Retired spy George Smiley is contacted by a wartime colleague, Ailsa Brimley, who now edits a small Christian magazine. She tells Smiley that she has received a letter from a reader, Stella Rode, claiming that her husband is plotting to kill her. The woman's husband is a teacher at a public school in the town of Carne. It so happens that Terence Fielding, brother of a classics professor who was one of Smiley's close associates in British intelligence during the war, is a house master at the school. However, before Smiley can intercede, Stella Rode is murdered. Feeling obliged to Brimley and guilty over the woman's death, Smiley travels to Carne to investigate.
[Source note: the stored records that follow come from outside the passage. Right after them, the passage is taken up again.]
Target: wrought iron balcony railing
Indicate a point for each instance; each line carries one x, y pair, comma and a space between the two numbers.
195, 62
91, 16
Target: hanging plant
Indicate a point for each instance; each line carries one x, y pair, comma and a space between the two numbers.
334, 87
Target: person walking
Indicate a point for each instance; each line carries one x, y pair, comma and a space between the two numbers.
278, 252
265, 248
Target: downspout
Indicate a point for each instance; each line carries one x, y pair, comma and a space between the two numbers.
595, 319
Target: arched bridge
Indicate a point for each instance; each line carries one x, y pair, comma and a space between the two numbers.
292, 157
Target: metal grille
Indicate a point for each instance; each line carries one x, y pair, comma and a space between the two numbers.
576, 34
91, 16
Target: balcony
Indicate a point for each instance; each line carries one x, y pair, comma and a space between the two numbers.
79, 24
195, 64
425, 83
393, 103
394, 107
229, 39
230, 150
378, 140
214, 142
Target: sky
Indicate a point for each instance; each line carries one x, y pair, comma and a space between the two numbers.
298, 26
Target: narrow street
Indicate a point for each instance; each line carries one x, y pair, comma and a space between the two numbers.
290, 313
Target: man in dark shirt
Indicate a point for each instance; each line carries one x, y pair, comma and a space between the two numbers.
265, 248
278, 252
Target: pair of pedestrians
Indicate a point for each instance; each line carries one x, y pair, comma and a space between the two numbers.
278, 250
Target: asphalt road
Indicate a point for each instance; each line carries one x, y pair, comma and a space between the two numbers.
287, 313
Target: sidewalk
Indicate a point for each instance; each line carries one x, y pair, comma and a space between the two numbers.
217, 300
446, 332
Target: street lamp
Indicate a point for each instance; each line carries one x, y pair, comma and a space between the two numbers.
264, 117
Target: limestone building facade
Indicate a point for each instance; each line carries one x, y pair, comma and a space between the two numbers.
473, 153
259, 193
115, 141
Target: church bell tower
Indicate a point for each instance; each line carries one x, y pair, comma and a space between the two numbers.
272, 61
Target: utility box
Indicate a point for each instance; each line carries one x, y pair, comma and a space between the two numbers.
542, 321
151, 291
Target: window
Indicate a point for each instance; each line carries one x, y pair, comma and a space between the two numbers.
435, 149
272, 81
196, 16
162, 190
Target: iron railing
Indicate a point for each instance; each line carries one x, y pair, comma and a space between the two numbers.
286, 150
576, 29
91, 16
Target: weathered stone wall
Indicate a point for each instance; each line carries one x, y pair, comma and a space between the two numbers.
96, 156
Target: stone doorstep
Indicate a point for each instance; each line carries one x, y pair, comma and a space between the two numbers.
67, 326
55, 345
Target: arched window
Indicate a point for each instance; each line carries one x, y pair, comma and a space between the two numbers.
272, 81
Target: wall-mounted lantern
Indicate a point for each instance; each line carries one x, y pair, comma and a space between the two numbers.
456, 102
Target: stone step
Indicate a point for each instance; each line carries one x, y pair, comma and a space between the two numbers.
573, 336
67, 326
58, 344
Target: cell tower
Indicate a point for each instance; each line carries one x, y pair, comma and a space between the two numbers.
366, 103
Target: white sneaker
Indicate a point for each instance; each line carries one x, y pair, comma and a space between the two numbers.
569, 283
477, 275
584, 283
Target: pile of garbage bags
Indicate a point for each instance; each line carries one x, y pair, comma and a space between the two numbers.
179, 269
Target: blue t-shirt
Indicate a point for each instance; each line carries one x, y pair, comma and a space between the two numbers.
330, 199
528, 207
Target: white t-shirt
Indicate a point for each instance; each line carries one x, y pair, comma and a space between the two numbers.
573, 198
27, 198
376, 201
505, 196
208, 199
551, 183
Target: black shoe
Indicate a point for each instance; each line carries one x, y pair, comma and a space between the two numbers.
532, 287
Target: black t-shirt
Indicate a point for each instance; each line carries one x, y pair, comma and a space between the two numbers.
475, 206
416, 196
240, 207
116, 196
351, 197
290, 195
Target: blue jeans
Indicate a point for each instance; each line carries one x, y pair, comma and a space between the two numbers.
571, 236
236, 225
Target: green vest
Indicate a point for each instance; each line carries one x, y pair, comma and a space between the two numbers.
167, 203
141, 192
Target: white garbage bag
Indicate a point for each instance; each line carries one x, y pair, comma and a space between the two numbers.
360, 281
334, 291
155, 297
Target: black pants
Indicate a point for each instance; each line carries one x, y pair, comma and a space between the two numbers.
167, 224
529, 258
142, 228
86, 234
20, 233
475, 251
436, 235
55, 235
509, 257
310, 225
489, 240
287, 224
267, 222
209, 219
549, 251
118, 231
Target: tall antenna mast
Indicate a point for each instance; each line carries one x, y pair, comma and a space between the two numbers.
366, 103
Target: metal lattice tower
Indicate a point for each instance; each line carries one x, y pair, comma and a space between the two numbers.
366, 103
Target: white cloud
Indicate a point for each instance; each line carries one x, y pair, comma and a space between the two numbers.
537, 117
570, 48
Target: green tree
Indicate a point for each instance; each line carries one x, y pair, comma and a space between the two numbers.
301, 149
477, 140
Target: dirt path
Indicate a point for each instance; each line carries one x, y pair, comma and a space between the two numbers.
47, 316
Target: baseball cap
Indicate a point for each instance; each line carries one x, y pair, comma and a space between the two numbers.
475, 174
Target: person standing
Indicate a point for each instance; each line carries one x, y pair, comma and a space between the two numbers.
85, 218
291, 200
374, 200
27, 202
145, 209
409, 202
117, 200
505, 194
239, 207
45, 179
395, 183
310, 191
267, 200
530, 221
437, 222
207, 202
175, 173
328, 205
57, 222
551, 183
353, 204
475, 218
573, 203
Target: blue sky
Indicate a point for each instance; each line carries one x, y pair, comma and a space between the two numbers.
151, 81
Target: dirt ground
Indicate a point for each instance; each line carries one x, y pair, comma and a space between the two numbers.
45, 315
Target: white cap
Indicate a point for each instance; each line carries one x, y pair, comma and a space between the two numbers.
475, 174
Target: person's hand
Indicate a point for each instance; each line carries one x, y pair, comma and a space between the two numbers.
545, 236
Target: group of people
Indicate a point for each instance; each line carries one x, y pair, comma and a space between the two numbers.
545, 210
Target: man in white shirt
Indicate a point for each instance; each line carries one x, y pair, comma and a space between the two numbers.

Smiley's estranged wife, Ann, lived in Carne as a child, and upon his arrival, he becomes the subject of snide gossip. He also is witness to an invidious class division between 'town and gown' which is superimposed upon a religious division between adherents of the Church of England and Nonconformists. As the wife of a public school teacher, and as a nonconformist, Stella Rode occupied a low rank in the local social hierarchy, especially in the estimation of Carne's upper crust.
The town police focus on a homeless madwoman as the murderer, but both Smiley and the investigating officer believe her to be innocent. Brimley discovers the murderer's hidden blood-stained clothes, while in the meantime a boy in Fielding's house becomes the second murder victim. Stanley Rode admits to Smiley that, behind her apparent piety and ostentatious good works, his murdered wife was a pathological liar and schemer who would emotionally abuse him and viciously beat her own dog. Digging deeper, Smiley learns that Stella habitually humiliated, blackmailed and otherwise terrorised those around her, using both her mask of civility and a fear of reprisals to escape suspicion or retribution for her behaviour.
Smiley follows the clues to identify the real murderer, Terence Fielding, whom Stella Rode had been blackmailing over a wartime homosexuality conviction. The conviction was known to school authorities, who took advantage of the situation to themselves blackmail Fielding into remaining in his position at a significantly lower salary than his peers. The murdered boy had inadvertently made a discovery that would derail Fielding's attempt to implicate Stanley Rode and that would draw suspicion on Fielding himself instead. Incidentally, the boy was never aware of the significance of what he had seen before falling victim himself.
Fielding ultimately fails to frame Stanley Rode for the murders. Having admitted his guilt, Fielding is arrested.